PubMed ID: 1425093
Author(s): Kostraba JN, Cruickshanks KJ, Neville TG, Lawler-Heavner J, Chase HP, Klingensmith GJ, Gay EC, Hamman RF. Clinical characteristics of IDDM in Hispanics and non-Hispanic whites. Little evidence of heterogeneity by ethnicity. Diabetes Care. 1992 Oct;15(10):1303-9. PMID 1425093
Journal: Diabetes Care, Volume 15, Issue 10, Oct 1992
OBJECTIVE To compare the clinical characteristics of IDDM in HD and NHWD subjects in order to evaluate potential heterogeneity of IDDM by ethnicity.

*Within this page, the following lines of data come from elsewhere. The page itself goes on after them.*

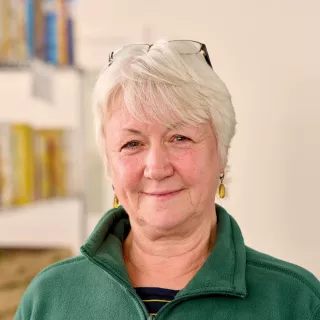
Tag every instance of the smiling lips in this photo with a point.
(163, 194)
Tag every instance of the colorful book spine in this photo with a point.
(30, 27)
(62, 32)
(51, 44)
(23, 164)
(6, 166)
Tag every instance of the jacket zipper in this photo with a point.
(124, 284)
(140, 302)
(190, 296)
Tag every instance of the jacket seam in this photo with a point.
(61, 263)
(315, 312)
(234, 255)
(259, 264)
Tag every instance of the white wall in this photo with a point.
(268, 53)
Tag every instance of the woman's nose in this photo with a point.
(157, 163)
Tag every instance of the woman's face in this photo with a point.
(163, 178)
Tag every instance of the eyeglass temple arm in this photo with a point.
(206, 54)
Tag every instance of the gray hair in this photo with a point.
(169, 87)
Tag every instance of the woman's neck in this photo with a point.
(167, 262)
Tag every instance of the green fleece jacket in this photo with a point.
(235, 283)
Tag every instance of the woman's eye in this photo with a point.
(131, 145)
(181, 138)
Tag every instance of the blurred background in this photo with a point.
(52, 185)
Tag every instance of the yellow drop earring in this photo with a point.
(222, 188)
(115, 200)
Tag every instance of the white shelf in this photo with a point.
(50, 223)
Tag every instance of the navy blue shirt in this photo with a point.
(155, 298)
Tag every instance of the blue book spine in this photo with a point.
(70, 41)
(30, 27)
(51, 38)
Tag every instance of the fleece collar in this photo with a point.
(224, 271)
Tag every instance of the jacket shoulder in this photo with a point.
(274, 268)
(44, 283)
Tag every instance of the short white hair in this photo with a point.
(166, 86)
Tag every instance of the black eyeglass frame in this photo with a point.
(203, 50)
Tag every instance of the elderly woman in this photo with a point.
(164, 123)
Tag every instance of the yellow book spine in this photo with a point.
(23, 164)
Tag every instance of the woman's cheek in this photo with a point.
(129, 170)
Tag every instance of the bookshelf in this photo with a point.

RESEARCH DESIGN AND METHODS HD subjects (n = 73) and NHWD subjects (n = 97) were recruited from the Colorado IDDM Registry. The registry included individuals who were Colorado residents, less than 18 yr old at diagnosis, placed on insulin within 2 wk of diagnosis, and had diabetes not secondary to other conditions. Residual beta-cell function was measured as the 1-h C-peptide response to a Sustacal challenge.
RESULTS HD subjects were similar to NHWD subjects in insulin dose, HbA1, HLA-DR antigens, ICAs, and family history of IDDM. HD subjects were more likely to have a family history of NIDDM than NHWD subjects (11 vs. 3%, P = 0.03). HD girls had higher C-peptide levels (0.27 vs. 0.11 nm/L [0.83 vs. 0.33 ng/ml], P = 0.01), BMI (22.7 vs. 20.9 kg/m2 P = 0.04), subscapular skinfold thickness (18.9 vs. 15.0 mm, P = 0.04), and WHR (0.81 vs. 0.77, P = 0.03) than NHWD females. After controlling for diabetes duration, BMI, sex, and family history of NIDDM, residual beta-cell function was associated significantly with Hispanic ethnicity, although the term accounted for just 3% of the overall variability in C-peptide levels.
CONCLUSIONS Little evidence of heterogeneity by ethnicity of IDDM patients in the Colorado IDDM Registry was found. Ethnic differences in C-peptide levels may be related to differences in body fat distribution in females rather than heterogeneity of the disease.